An approach to individual patients can incorporate the data discussed above with the current JNC VI guidelines (Table 7) in order to select an approach to therapy that maximizes benefits of blood pressure reduction in patients with ISH. What follows are broad recommendations for specific interventions that can be used in the clinical setting of patient care:
As noted previously, the risks of ISH are higher in patients with diabetes and in smokers; thus, tight control of the former and cessation of the latter are important in reducing morbidity and mortality. Interestingly, the diabetic subsegment of the SHEP trial showed almost twice the reduction in absolute risk from all major cardiovascular events compared with nondiabetic patients, although the population in this instance was limited to relatively well-controlled non-insulin-dependent patients.19 This further underscores the need to address both diseases concomitantly in order to maximize patient benefits.
A change from a sedentary lifestyle to a more active lifestyle with a formal exercise program is often recommended in patients suffering from chronic illness, and in fact may be beneficial in patients with ISH. However, one study20 of the effects of an exercise program targeting an intensity of 65% maximum predicted heart rate in elderly patients (age 64 ± 7 years old) with ISH failed to demonstrate improvements in large-artery mechanics or blood pressure over an 8-week period, suggesting that exercise alone is insufficient to treat ISH in this group. The authors suggest that longer programs, or introduction of the program at a younger age, are as-yet unproved alternatives worth exploring.
Dietary modification is important in subgroups of patients with diabetes and hyperlipidemia, and additionally there are data to support a significant mean reduction in SBP of 11.8 mm Hg in a group of patients with stage 1 ISH (SBP 140-159 mm Hg pretreatment) treated with the use of the DASH diet.21 This is an inexpensive, attractive alternative for compliant patients with mild ISH, and the magnitude of reduction in SBP is comparable with many low-dose drug regimens.

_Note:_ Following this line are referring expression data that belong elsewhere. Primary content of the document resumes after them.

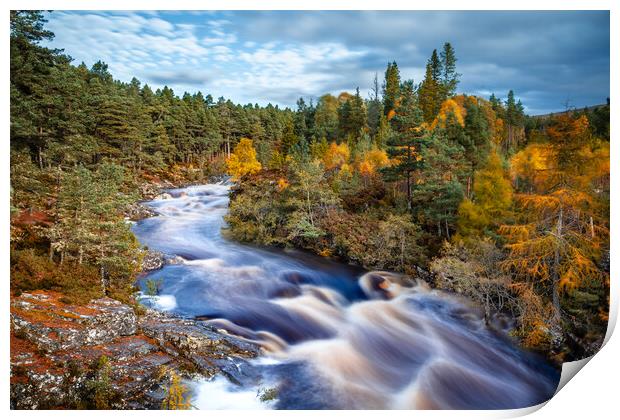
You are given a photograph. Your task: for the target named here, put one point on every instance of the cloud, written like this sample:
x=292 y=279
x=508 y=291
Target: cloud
x=177 y=77
x=277 y=56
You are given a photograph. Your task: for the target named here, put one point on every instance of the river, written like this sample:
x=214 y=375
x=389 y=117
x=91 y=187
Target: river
x=333 y=336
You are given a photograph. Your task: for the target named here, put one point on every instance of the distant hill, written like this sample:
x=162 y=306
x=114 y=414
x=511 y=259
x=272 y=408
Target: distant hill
x=570 y=110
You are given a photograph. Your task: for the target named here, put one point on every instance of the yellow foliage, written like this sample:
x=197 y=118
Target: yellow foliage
x=492 y=199
x=175 y=398
x=282 y=184
x=533 y=164
x=243 y=160
x=336 y=156
x=326 y=252
x=372 y=161
x=449 y=106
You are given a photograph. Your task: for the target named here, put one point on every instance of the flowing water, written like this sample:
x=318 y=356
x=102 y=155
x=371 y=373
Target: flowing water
x=333 y=336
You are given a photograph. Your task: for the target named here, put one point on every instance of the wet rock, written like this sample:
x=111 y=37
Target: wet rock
x=163 y=196
x=174 y=260
x=153 y=260
x=53 y=327
x=138 y=211
x=189 y=338
x=55 y=347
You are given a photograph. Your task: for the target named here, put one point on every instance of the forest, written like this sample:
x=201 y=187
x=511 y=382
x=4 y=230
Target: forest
x=509 y=210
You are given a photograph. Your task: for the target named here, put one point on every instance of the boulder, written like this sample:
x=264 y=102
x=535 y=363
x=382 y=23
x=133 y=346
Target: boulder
x=57 y=349
x=138 y=211
x=53 y=326
x=153 y=260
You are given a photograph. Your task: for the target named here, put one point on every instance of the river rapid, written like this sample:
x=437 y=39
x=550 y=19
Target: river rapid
x=333 y=336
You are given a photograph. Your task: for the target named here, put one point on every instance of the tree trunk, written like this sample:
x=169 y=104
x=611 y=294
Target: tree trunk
x=556 y=272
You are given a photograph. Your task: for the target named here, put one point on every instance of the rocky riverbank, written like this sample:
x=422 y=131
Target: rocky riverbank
x=69 y=356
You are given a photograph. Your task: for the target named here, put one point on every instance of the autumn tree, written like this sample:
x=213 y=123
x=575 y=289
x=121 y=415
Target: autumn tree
x=563 y=225
x=492 y=199
x=243 y=160
x=391 y=88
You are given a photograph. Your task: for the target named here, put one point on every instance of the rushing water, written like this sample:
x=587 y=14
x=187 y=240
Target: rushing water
x=333 y=336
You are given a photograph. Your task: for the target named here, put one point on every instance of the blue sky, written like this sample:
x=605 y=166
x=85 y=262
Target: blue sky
x=548 y=58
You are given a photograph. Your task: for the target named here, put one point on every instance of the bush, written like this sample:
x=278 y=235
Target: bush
x=31 y=271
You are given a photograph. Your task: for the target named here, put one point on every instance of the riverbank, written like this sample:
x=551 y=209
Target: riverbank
x=106 y=354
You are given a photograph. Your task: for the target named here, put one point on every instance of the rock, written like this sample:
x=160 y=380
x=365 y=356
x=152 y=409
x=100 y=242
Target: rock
x=190 y=338
x=153 y=260
x=54 y=347
x=174 y=260
x=53 y=326
x=163 y=196
x=137 y=211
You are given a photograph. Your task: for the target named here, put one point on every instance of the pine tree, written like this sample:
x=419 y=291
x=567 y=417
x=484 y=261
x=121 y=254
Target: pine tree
x=429 y=95
x=391 y=88
x=449 y=76
x=408 y=141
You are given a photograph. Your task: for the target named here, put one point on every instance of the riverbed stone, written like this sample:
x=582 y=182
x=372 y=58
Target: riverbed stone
x=55 y=347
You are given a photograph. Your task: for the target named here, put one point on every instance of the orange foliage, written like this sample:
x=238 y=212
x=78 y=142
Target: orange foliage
x=372 y=161
x=243 y=160
x=450 y=106
x=336 y=156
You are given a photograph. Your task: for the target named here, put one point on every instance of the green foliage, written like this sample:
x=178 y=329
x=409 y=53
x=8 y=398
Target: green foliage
x=99 y=393
x=153 y=286
x=30 y=271
x=409 y=138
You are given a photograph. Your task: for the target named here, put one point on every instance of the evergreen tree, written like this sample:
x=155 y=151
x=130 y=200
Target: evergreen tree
x=391 y=88
x=449 y=76
x=408 y=141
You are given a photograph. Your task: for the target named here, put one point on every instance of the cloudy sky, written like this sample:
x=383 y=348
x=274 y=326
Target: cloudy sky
x=547 y=58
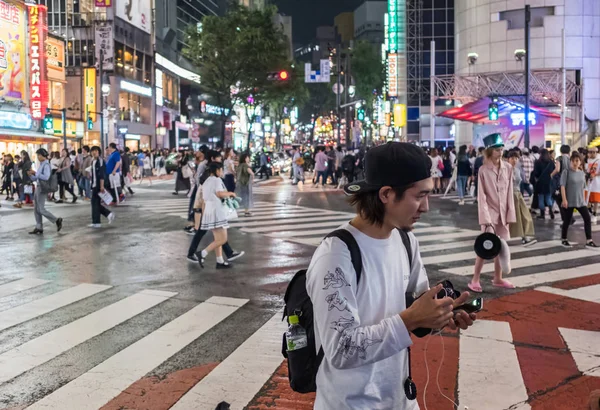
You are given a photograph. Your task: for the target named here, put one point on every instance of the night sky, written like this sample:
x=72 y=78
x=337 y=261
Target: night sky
x=307 y=15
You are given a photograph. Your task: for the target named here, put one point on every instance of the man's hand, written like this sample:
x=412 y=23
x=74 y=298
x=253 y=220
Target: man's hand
x=461 y=318
x=428 y=311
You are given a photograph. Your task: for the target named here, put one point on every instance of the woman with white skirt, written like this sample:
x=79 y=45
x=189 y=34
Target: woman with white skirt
x=214 y=216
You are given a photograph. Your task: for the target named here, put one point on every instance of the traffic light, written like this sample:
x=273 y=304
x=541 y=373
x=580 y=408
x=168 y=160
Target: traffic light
x=493 y=112
x=360 y=114
x=48 y=123
x=278 y=76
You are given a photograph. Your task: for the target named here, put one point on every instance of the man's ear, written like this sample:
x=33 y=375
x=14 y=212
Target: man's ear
x=385 y=194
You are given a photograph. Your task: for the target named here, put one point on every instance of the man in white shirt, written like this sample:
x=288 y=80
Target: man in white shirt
x=364 y=329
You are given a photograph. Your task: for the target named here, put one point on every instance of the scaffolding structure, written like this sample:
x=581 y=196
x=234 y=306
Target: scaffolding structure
x=414 y=47
x=545 y=87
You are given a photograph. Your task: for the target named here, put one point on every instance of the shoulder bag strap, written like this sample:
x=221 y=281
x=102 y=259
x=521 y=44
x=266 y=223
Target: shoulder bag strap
x=346 y=237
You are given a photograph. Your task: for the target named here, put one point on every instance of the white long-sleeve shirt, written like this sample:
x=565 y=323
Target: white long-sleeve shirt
x=359 y=327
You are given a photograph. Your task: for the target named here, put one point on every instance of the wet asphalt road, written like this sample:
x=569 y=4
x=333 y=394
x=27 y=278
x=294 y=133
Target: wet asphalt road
x=145 y=250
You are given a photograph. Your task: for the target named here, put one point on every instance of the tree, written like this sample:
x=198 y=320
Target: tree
x=368 y=73
x=291 y=93
x=234 y=53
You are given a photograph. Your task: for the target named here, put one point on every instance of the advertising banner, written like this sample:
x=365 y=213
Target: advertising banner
x=136 y=12
x=55 y=59
x=89 y=92
x=13 y=53
x=38 y=84
x=104 y=42
x=512 y=129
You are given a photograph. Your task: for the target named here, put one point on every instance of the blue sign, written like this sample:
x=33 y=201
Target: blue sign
x=16 y=120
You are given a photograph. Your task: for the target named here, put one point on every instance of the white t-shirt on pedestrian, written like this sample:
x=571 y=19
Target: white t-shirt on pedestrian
x=359 y=327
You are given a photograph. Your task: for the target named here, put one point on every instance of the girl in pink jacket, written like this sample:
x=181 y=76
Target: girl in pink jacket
x=496 y=205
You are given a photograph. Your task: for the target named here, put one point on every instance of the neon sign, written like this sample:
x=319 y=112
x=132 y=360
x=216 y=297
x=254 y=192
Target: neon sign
x=518 y=118
x=37 y=61
x=16 y=120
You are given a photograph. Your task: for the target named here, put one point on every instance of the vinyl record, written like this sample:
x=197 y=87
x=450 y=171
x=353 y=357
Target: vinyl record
x=487 y=245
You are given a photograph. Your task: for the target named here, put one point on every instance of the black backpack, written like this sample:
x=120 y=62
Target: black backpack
x=303 y=364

Ideal agents would target those pathophysiologic derangements that are thought to be present in ISH, and without causing serious side effects. In particular, the emergence of widened pulse pressure as a significant independent risk factor for mortality highlights the importance of avoiding agents whose actions might increase the pulse pressurefor example, agents that cause profound decreases in diastolic blood pressure. For ISH, then, a theoretic advantage would be seen in agents having a direct vasodilatory effect on the aorta and large vessels, improving arterial compliance and reversing the changes that are seen with aging and ISH.